Recent reasoning models through test-time scaling have demonstrated that long chain-of-thoughts can unlock substantial performance boosts in hard reasoning tasks such as math and code. However, the benefit of such long thoughts for system-2 reasoning is relatively less explored in other domains such as perceptual tasks where shallower, system-1 reasoning seems sufficient. In this paper, we introduce LongPerceptualThoughts, a new synthetic dataset with 30K long-thought traces for perceptual tasks. The key challenges in synthesizing elaborate reasoning thoughts for perceptual tasks are that off-the-shelf models are not yet equipped with such thinking behavior and that it is not straightforward to build a reliable process verifier for perceptual tasks. Thus, we propose a novel three-stage data synthesis framework that first synthesizes verifiable multiple-choice questions from dense image descriptions, then extracts simple CoTs from VLMs for those verifiable problems, and finally expands those simple thoughts to elaborate long thoughts via frontier reasoning models. In controlled experiments with a strong instruction-tuned 7B model, we demonstrate notable improvements over existing visual reasoning data-generation methods. Our model, trained on the generated dataset, achieves an average +3.4 points improvement over 5 vision-centric benchmarks, including +11.8 points on V Bench. Notably, despite being tuned for vision tasks, it also improves performance on the text reasoning benchmark, MMLU-Pro, by +2 points.

Paper Structure

This paper contains 28 sections, 4 equations, 10 figures, 6 tables.

Figures (10)

  • Figure 1: LongPerceptualThoughts is a new synthetic dataset with 30K long-thought traces for vision-centric tasks. Each trace contains diverse cognitive behaviors (e.g., verification, subgoal setting, and backtracking), akin to system-2 reasoning. CoTs generated by open-source VLMs often produce linear, rigid reasoning traces (top). In contrast, our novel data synthesis framework effectively expands these simple thoughts using frontier reasoning models, equipping VLMs with complex reasoning structures and rich cognitive behaviors—effectively distilling system-2 reasoning into instruction-tuned VLMs.

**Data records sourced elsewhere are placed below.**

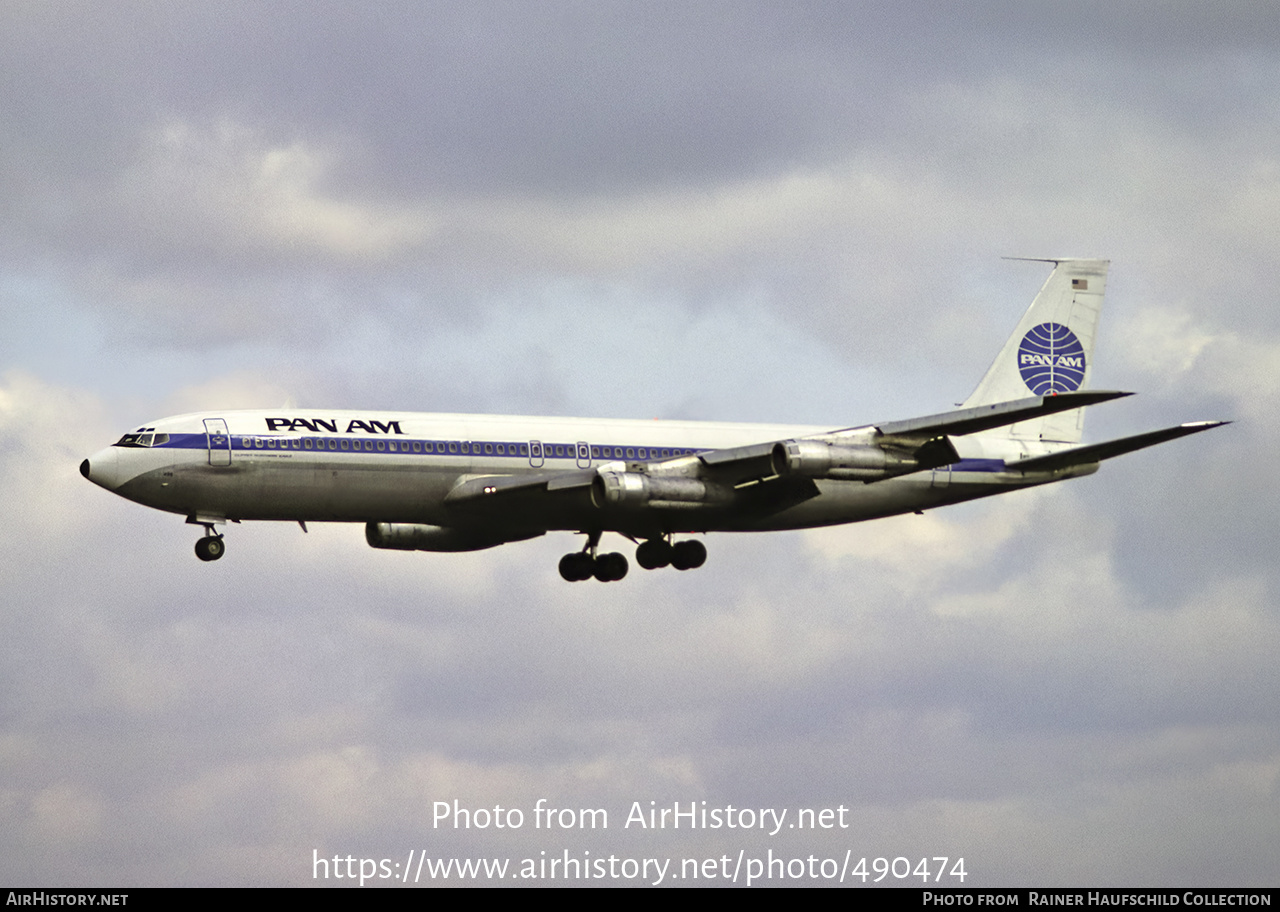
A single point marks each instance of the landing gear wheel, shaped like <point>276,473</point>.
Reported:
<point>210,548</point>
<point>653,553</point>
<point>611,568</point>
<point>689,555</point>
<point>576,566</point>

  • Figure 2: Ask, Think, and Think Harder: The three stages to synthesize long CoT data for vision-centric tasks. Assuming the access to an image and its associated dense caption, we first ask an LLM to convert dense captions to multiple-choice questions. In Stage 2, we extract simple CoT from VLM. These simple CoTs typically exhibits shallow and rigid reasoning, especially in vision-centric tasks. Therefore, in Stage 3, we precondition a reasoning LLM with these simple CoTs and append a subtle cue, e.g., "Wait,", to elicit more diverse long CoTs.

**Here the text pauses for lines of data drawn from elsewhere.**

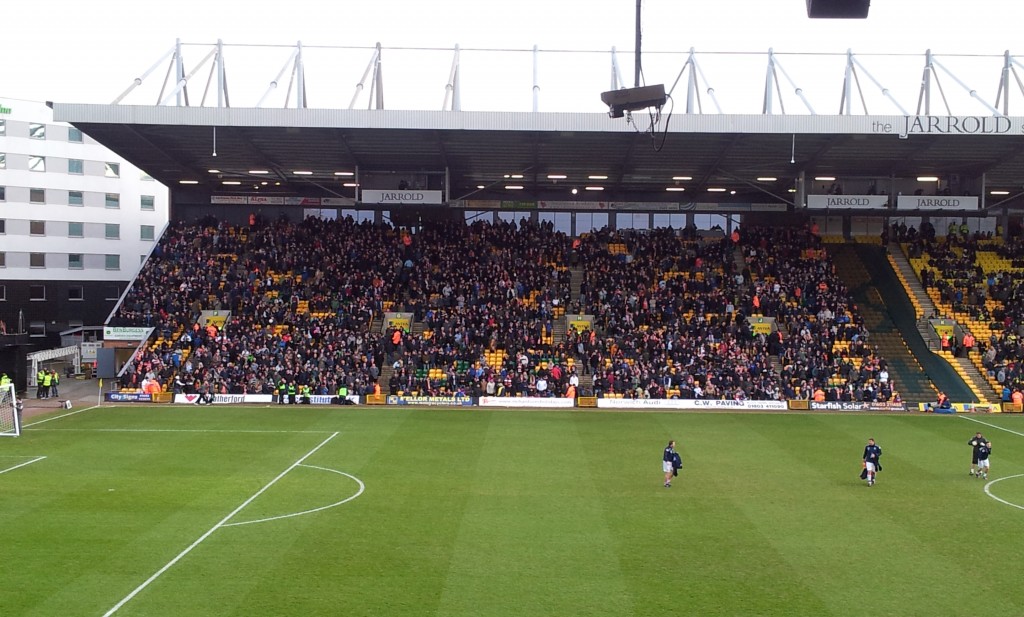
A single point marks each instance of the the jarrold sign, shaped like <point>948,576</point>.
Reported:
<point>958,125</point>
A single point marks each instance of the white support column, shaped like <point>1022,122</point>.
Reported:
<point>537,86</point>
<point>300,86</point>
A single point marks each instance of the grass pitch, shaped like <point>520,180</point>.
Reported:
<point>162,511</point>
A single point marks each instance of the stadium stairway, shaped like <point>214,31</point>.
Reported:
<point>892,322</point>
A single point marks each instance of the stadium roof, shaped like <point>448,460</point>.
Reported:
<point>474,148</point>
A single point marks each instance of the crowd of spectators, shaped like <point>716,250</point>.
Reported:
<point>305,303</point>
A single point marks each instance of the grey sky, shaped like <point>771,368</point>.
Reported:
<point>77,51</point>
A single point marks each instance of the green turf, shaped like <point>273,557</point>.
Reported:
<point>479,513</point>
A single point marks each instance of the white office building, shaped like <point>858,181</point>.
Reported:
<point>76,223</point>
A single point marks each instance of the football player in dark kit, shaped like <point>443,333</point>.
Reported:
<point>981,453</point>
<point>871,454</point>
<point>976,442</point>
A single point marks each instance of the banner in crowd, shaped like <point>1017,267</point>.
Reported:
<point>957,203</point>
<point>685,403</point>
<point>847,202</point>
<point>522,401</point>
<point>856,406</point>
<point>580,322</point>
<point>415,197</point>
<point>393,319</point>
<point>435,401</point>
<point>112,333</point>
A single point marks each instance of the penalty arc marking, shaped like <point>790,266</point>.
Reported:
<point>363,487</point>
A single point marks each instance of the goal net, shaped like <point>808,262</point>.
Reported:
<point>10,421</point>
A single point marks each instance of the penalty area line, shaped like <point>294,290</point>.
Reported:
<point>57,416</point>
<point>11,469</point>
<point>222,522</point>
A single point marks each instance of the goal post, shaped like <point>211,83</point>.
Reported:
<point>10,415</point>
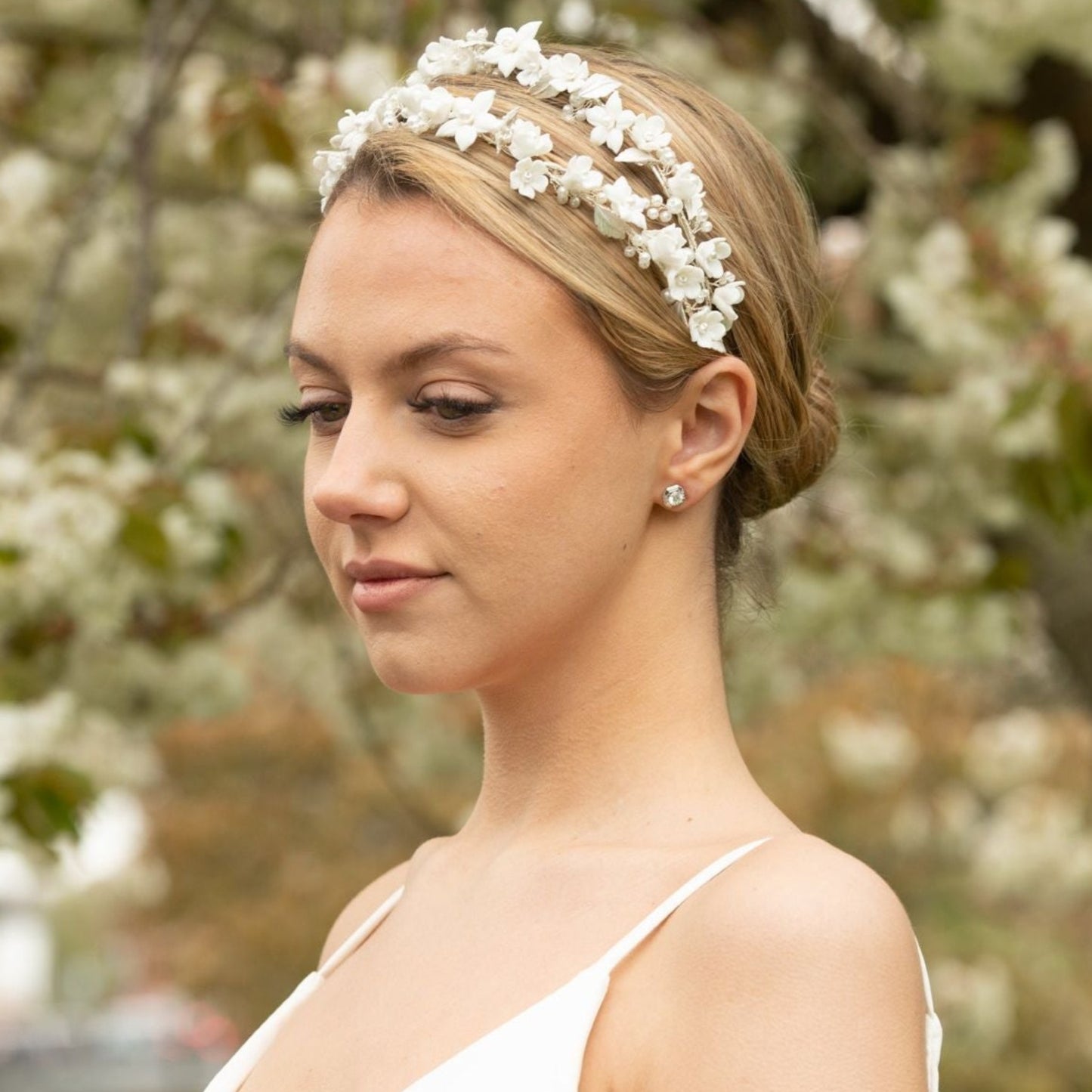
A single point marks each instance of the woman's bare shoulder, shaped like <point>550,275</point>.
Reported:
<point>365,903</point>
<point>802,944</point>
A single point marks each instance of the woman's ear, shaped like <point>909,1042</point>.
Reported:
<point>709,426</point>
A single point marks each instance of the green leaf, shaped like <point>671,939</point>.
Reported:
<point>48,800</point>
<point>142,537</point>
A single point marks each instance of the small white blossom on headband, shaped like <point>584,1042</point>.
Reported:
<point>696,284</point>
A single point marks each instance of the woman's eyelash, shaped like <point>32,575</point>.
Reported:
<point>292,415</point>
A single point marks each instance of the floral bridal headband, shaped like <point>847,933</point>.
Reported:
<point>700,289</point>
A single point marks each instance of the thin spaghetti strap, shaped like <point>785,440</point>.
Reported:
<point>628,942</point>
<point>243,1060</point>
<point>345,949</point>
<point>925,976</point>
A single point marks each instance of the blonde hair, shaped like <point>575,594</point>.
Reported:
<point>755,201</point>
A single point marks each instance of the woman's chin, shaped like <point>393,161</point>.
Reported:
<point>416,673</point>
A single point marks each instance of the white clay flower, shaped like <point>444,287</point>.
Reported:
<point>687,282</point>
<point>567,71</point>
<point>667,247</point>
<point>726,297</point>
<point>710,253</point>
<point>595,86</point>
<point>446,57</point>
<point>686,186</point>
<point>648,134</point>
<point>470,118</point>
<point>530,177</point>
<point>610,122</point>
<point>689,269</point>
<point>625,203</point>
<point>527,139</point>
<point>579,177</point>
<point>707,329</point>
<point>515,49</point>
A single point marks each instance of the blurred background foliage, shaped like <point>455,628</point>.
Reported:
<point>918,692</point>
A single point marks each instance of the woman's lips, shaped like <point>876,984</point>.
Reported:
<point>390,592</point>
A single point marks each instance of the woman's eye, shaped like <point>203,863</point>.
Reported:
<point>294,415</point>
<point>447,410</point>
<point>452,410</point>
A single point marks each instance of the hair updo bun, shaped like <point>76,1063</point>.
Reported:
<point>753,200</point>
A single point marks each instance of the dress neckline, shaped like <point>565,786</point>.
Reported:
<point>600,967</point>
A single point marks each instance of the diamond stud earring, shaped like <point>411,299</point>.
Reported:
<point>674,496</point>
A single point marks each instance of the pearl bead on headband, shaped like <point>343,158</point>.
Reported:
<point>698,287</point>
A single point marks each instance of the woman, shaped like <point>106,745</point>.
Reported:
<point>531,458</point>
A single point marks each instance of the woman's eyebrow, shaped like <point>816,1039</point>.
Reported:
<point>407,360</point>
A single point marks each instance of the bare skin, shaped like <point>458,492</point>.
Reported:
<point>582,614</point>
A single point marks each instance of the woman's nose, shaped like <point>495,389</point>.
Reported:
<point>358,478</point>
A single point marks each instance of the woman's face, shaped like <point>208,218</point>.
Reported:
<point>533,509</point>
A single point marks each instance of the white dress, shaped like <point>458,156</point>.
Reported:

  • Figure 3: (a) Analysis of Cognitive Behaviors in Chain-of-Thought (CoT). CoTs from open-source VLMs often follow rigid structures. In contrast, frontier reasoning VLMs—such as Gemini 2.0 Flash Thinking—exhibit more diverse cognitive behaviors, including subgoal setting, backtracking, and verification. Our introduced long CoT dataset, LongPerceptualThoughts, also demonstrates a wide range of such behaviors. (b) Length of CoTs. The CoTs in LongPerceptualThoughts are significantly longer than those generated by popular VLMs, e.g. Qwen2.5-VL. (c) Response length vs. aggregated performances. Fine-tuning VLM on LongPerceptualThoughts with complex reasoning structures lead to higher overall performances with slightly more output tokens. On the other hand, fine-tuning on other multimodal reasoning leads to over-thinking and worse performance. Cognitive behaviors are quantified following gandhi2025cognitivebehaviorsenableselfimproving.

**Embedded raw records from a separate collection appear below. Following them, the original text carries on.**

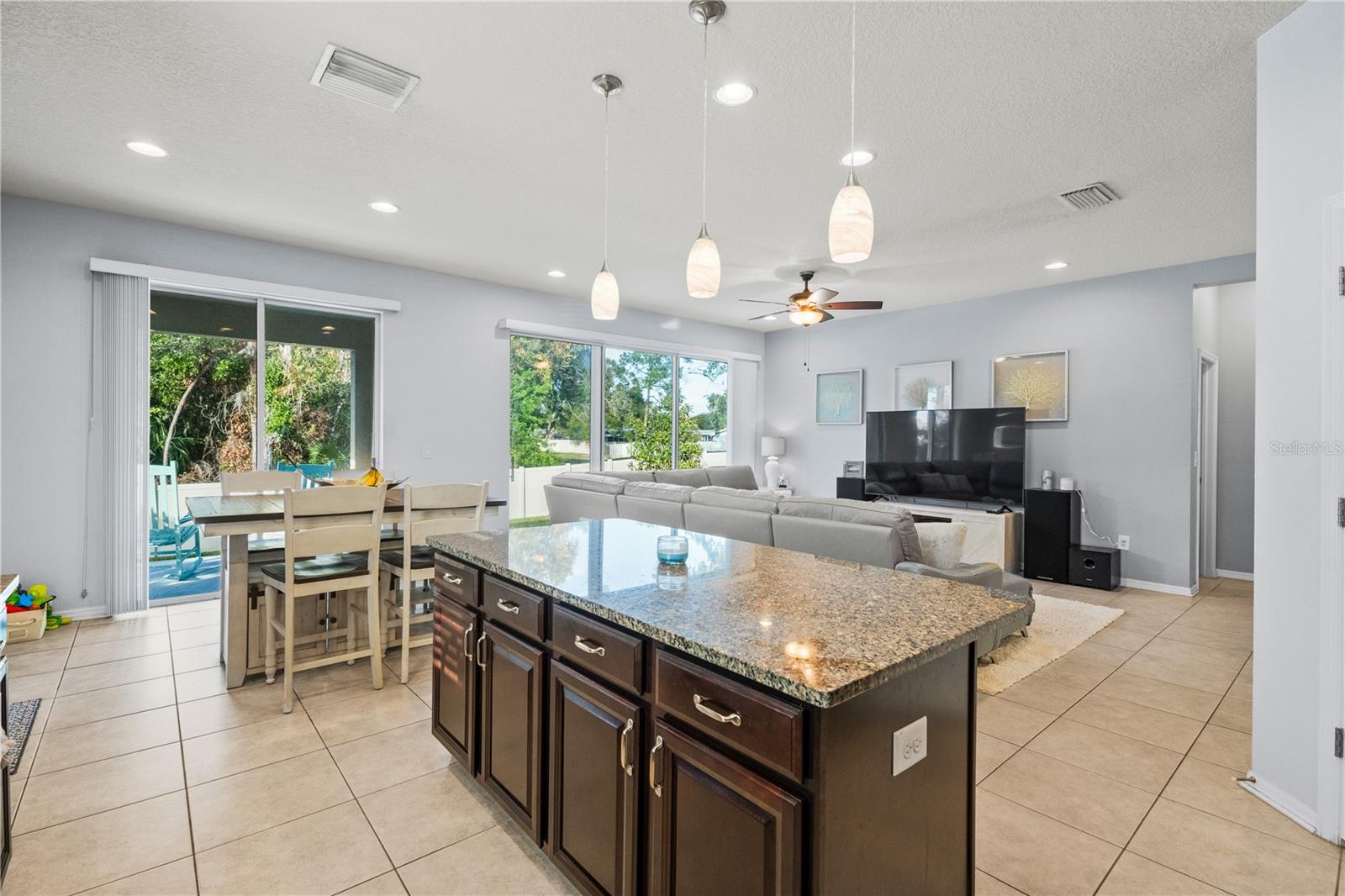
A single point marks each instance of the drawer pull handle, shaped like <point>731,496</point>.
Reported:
<point>706,709</point>
<point>585,645</point>
<point>656,781</point>
<point>625,764</point>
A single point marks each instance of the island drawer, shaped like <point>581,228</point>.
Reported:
<point>760,727</point>
<point>514,607</point>
<point>599,647</point>
<point>455,580</point>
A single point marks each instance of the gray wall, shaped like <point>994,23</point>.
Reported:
<point>1300,145</point>
<point>1129,437</point>
<point>446,367</point>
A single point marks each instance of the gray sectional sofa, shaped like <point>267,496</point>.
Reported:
<point>725,501</point>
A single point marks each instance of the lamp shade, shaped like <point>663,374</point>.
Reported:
<point>851,228</point>
<point>703,268</point>
<point>605,298</point>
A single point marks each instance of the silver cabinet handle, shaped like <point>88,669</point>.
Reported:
<point>656,781</point>
<point>625,732</point>
<point>705,709</point>
<point>587,646</point>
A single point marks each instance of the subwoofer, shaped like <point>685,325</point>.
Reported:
<point>1049,529</point>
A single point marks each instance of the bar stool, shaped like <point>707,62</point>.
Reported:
<point>331,546</point>
<point>427,510</point>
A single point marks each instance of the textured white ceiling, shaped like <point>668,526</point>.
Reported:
<point>979,113</point>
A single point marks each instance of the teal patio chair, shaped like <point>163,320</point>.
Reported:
<point>170,533</point>
<point>311,472</point>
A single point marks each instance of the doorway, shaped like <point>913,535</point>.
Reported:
<point>1207,465</point>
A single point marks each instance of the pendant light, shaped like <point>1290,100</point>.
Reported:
<point>605,299</point>
<point>703,264</point>
<point>851,228</point>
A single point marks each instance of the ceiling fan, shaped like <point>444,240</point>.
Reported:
<point>813,306</point>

  • Figure 4: Response lengths vs. question difficulties. We analyze the responses of the VLM fine-tuned on LongPerceptualThoughts via DPO. Interestingly, we find that the model finetuned in our data naturally allocates more test-time compute for hard questions. We follow lightman2024letssnell2025scaling and determine question complexity using rollouts on the base model.
  • Figure 5: Text prompt converting descriptions to multi-choices questions.